Le président du MoDem et bientôt membre unique, François Bayrou, a interprété avec compassion l’invasion de la propriété d’un citoyen français. "Parce que monsieur Christian Clavier, qui est un ami de vacances du président de la République, a eu affaire à des manifestants chez lui (...) on met à la porte le coordinateur de l'ensemble de la sécurité publique en Corse", a-t-il dénoncé. On comprend dès lors que Bayrou a si peu d’amis, tant personnels que politiques… A la façon de Sa Cynique Majesté Royal, l’amère Bayrou s’acharne et lâche un nouveau coup de sabot de l’âne : Ces "décisions arbitraires et disproportionnées" montrent, selon lui, "à quoi on arrive quand tous les pouvoirs sont ainsi concentrés entre les mêmes mains", a estimé le troisième de la présidentielle qui se voyait déjà au deuxième tour.
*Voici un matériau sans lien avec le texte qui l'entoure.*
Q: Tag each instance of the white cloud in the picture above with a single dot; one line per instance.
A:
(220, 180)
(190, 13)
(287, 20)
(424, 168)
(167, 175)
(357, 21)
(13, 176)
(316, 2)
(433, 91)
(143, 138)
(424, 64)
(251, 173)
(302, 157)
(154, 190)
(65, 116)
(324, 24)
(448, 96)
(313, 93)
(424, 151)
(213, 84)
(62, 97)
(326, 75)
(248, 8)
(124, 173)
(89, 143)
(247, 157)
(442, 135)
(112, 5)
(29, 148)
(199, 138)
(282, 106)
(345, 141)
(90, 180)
Il lèche ses plaies en versant sa bave sur les autres: il n'est pas prêt de guérir !

Au syndicat des commissaires de police, on s’étonne de nos jours que leurs responsables puissent être des fusibles !
Le Premier ministre, oui, mais un policier, non …
La notion de ‘faute’ n’est pas évoquée : la sécurité de tous les Français est-elle garantie par la police, ou bien les ‘grands’ amis du pouvoir en sont-ils exclus par les syndicats engagés ?
Les agresseurs nationalistes corses sont totalement amnistiés oubliés dans cette affaire ! L’affaire Clavier » est devenue « l’affaire Clavier-Sarkozy » « l’affaire Sarkozy-Clavier ».

Il faut également être syndicaliste policier de gauche pour faire l’impasse sur la disparition des bouteilles que les employés de Clavier ont débouchées pour leurs invités indésirables. Pourquoi craindre un relevé d’empreintes, quand on n’a rien à se reprocher, puisqu’on est venu en amis ?…

Ces mêmes syndicalistes de haut vol ne portent pas davantage de jugement sur l’accumulation des attentats : rien que la veille, seulement deux, diront-ils… Un responsable du syndicat des commissaires de police a "regretté" la mise à pied de M. Rossi, assurant que "son choix a été excellent car il n'y pas eu de dégâts chez Christian Clavier".

« Nouvelle polémique autour de Nicolas Sarkozy », selon France Info, qui n’y participe nullement. A preuve, sa présentation de l’information.
Vous avez pu en effet entendre les journalistes répéter que la ministre de l’Intérieur adresse un reproche au policier muté. C'est-à-dire qu’elle a l’audace de lui faire grief de n’avoir pas empêché l’invasion de la propriété, alors même qu’il savait. En vertu du principe socialiste : ‘responsable, mais pas coupable’, la presse d’opposition critique la sanction, bien que le policier n’ait pas fait son métier ! Michèle Alliot-Marie est donc critiquée, tandis que le coupable est lavé de son incurie : balayée, oubliée… Il suffisait pourtant simplement de rapporter que l’officier supérieur a failli à sa tâche et en subit les conséquences. Mais cette presse a pour mission non pas d’informer, mais d’interpréter et de déformer, et, en adoptant un point de vue partisan, de créer la polémique.
Tous les électeurs de la majorité sont-ils exposés
à ces initiatives de sympathie bon enfant?